Directly predicting player box-score statistics (points, rebounds, assists) suffers from high variance due to fluctuations in playing time. A player scoring 8 points in 12 minutes is fundamentally different from scoring 8 points in 36 minutes, but naive models treat them similarly.
This project addresses that issue by using a pipeline that models availability and production separately. This means that we can aim to get an accurate prediction for minutes and then use that to infer the box scores.
Modeling Approach
The system uses a two-stage pipeline:
Minutes Model: Predicts expected minutes played based on recent usage, opponent context, and game conditions.
Production Model: Predicts per-minute rates (points, rebounds, assists), conditioned on the predicted minutes.

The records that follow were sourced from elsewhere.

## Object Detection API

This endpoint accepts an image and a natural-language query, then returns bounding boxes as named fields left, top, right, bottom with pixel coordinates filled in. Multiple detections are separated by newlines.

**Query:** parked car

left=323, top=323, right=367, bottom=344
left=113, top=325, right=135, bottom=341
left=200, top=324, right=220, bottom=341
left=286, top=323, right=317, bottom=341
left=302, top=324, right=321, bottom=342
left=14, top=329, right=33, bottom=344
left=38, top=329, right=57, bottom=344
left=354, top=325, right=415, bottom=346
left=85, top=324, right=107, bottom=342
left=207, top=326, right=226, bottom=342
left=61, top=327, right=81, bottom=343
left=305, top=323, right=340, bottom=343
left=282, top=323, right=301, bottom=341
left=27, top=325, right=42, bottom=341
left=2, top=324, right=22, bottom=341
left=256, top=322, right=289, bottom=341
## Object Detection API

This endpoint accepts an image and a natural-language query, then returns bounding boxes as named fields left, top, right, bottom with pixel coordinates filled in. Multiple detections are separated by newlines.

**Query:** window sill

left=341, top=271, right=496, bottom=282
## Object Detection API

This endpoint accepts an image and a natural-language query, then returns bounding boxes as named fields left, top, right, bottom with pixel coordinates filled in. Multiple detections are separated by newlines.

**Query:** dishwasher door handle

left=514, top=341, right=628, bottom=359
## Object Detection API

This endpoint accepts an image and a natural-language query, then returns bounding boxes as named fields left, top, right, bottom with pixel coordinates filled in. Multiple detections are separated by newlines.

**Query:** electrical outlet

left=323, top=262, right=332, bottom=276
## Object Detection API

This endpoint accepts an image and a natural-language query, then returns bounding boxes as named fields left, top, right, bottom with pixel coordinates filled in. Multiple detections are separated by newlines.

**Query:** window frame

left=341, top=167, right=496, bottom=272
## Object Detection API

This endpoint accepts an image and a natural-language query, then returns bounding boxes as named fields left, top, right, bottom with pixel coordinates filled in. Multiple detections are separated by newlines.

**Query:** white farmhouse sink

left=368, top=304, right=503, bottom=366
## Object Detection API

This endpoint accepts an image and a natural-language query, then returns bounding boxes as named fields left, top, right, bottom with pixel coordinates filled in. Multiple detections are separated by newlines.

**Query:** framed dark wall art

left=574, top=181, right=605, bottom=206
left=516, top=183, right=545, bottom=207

The final forecast is produced by combining both stages into a single probabilistic output.
Statistical Methods
- Bayesian hierarchical regression with partial pooling
- Player-level and opponent-level effects
- Weakly informative priors to stabilize estimates under sparse data
Partial pooling allows the model to “borrow” data across similar contexts while still learning player-specific behavior.
Evaluation
To avoid data leakage, all models were evaluated using a walk-forward backtesting framework: Essentially that means that we do not test the model on data from a timeframe that it was trained on, and only evaluate it on future events.
Results & Insights
I am still working on this project so there will be more to report here in the future.